その後ろでユウマが苦しそうにして走っているのにも気づかずに。
「くっ、こんなとこで副作用が……でも僕は……」
遡ること、数日前。ノーデンスのとある場所に一人の客が訪れた。
「やっぱり、お仕事って最高に楽しいなぁ~」
「……消えたい。こんな仕事早くやめたい。あっそうだ、死ねば辞められるんじゃ」
鼻歌混じりのやる気満々の声に今日も頭を悩ませられるチカは暗く微笑みながら仕事をこなす。

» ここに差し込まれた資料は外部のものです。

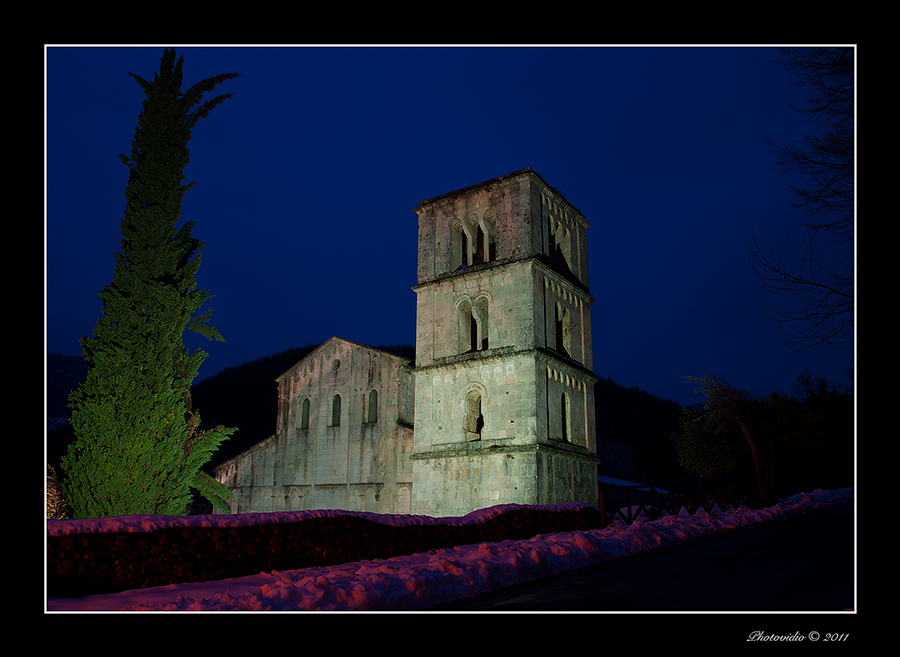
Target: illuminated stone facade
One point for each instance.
(501, 394)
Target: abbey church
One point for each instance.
(498, 406)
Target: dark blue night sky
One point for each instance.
(307, 180)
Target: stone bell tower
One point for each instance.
(504, 401)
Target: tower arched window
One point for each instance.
(563, 330)
(473, 325)
(304, 414)
(372, 406)
(474, 420)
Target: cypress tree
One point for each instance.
(138, 445)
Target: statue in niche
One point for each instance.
(474, 420)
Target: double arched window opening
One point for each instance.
(473, 325)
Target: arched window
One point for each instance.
(563, 330)
(304, 414)
(372, 406)
(336, 411)
(474, 421)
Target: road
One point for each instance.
(800, 563)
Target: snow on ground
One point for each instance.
(411, 582)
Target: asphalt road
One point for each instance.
(801, 563)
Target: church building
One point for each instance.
(498, 407)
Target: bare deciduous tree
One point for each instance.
(817, 277)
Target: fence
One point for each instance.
(629, 502)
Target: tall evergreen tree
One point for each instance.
(138, 445)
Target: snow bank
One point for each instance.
(418, 581)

「もぅチカ! 笑うならもっとこう明るい笑い方をしなさいよ」
「……無理」
「はぁ~」
性格は対照的だったが、その容姿はよく似ていた。それも当然と言えば当然なのだが……。
「おーい、お二人さん。ちょっといい?」
目の前のカウンター越しに見える訪問者にリッカの方は見覚えがあった。
「あー、あなた。えっとトウジだったよね」
目の前の少女が初対面にも関わらず自分の名前を知っていた事に驚きつつもなんで知ってるのかと言葉を返した。

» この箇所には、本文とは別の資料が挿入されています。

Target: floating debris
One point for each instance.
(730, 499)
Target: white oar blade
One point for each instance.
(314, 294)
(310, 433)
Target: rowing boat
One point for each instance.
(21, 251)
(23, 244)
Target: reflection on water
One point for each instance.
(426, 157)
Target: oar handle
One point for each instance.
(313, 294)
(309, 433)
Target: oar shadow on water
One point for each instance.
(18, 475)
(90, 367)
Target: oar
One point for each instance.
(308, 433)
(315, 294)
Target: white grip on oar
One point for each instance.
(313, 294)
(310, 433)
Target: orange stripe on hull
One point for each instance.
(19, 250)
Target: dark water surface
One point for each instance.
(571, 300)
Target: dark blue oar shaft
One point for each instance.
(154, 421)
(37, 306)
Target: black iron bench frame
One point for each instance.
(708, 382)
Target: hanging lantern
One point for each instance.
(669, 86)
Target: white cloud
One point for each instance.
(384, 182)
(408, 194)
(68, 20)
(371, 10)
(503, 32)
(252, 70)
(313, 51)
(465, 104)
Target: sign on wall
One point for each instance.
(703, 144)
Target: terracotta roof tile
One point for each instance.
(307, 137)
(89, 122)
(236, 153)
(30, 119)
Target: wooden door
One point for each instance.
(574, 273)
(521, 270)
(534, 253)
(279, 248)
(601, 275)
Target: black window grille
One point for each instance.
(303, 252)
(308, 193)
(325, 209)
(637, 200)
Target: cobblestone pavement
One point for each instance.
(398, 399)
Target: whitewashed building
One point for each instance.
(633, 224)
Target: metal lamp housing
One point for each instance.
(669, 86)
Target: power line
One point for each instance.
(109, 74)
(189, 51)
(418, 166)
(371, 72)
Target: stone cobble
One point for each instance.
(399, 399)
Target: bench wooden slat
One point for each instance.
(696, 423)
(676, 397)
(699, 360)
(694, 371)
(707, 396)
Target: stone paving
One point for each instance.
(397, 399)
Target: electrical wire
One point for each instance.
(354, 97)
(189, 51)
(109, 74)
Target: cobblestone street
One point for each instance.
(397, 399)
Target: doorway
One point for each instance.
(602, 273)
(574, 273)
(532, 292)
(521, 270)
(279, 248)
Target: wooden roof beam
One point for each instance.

「そりゃ当然よ。ノーデンスの社員じゃないのに社長から目をかけられてるのはあなたしかいないわ」
「そうかもね……」
苦笑いするのが精一杯だった。自分に対して武器を造ってくれるというのは目を掛けられているに違いのない事だろうと思ったのだ。
「で、要件は? きっと例のあれなんだろうけど」
「俺の刀を作ってもらったって連絡があってさ」
「やっぱ例のあれじゃない。うーんと……チカ!」
はっと何かを思い出したように、リッカはチカを呼びかけた。
「……なに?」
「アレ持ってきて!」
「……アレってあなたの足元にある箱の事?」
「あっ……そうだった。今日来るかもって言って置いといたんだ」
リッカは箱をカウンターの上に置いた。そして蓋を開けて中身を取り出す。
「はい、これ。2400Azね」
「やっぱお金取るんだ」
「当然じゃない! こっちもボランティアじゃないの!」
「そうだよね。じゃあはいこれ」
「……うーん。おっけー♪ じゃこれ。大切に使ってね、獅子王の事」
「獅子王ね。おし、大切に使う事にするよ」
トウジは刀を受け取ると、エレベーターに乗って去っていった。
「ねぇ、チカ。あれってあなたが渡した方が良かったんじゃないの?」
「……いいの」
「そう……。まぁそんなことよりお仕事、お仕事!!」
「……やっぱり、こんな仕事止めたい」
今日も二人は仲良く仕事をこなす。
紅杭の塔と今は呼ばれているそんな場所の境界線に二人の姿が見える。
「俺は、俺です。としか答えようがないですね」
レイブンから聞かれた、君は何者という質問に苦笑いで答えるトウジ。
「そう、君はハルミネトウジで間違いない筈なんだよ。でもね、君から懐かしい友人の気配がするんだ」
「友人……?」
「そう、僕がまだこうなる前の事なんだけどね」
「こうなるって?」
「いやー失敬、失敬。特に深い意味はないんだ。でもそうだな~、君って伝説の13班の子孫だったりしないかな?」
「そんな話しは一回も聞いた事ないですね」
「そう……だよね」
「どうしてそんな質問を?」
「別に深い意味じゃないんだ。ただ君は強いからそれって遺伝なのかなって」
若干言葉を濁しながら答えるレイブンにどこか違和感をトウジは覚えた。
「俺は強くないです。ただ運が良いだけです」
「運か……。僕も君みたいな運の強さを持っていたらもっといろんな人を救えていたんだろうか。いや、うん。さぁ最後の質問といこう。ずばり君にとっての正義ってなに?」
「難しい質問ですね。でも俺が思うに正義って人の数程答えがあると思うんです」
「それはわかるな~。人によって考え方が違えば正義が異なるって事でしょ?」
「そうです。あなたにとっての正義があるように、俺にも正義というかそんなもんがあって。でもちょっと前まで正義とか考えた事なかったんです」
「なにかあったのかい?」
「それはちょっと……。でも今の俺にとっての正義はできる限り精一杯頑張るって事ですかね」
「なるほど……。面白い答えだった。ありがとう」
「いいえ。そんな俺なんか」
「少し君の事がわかった気がしたんだ。今はそれだけで充分さ」
レイブンは境界線の果てを見つめた。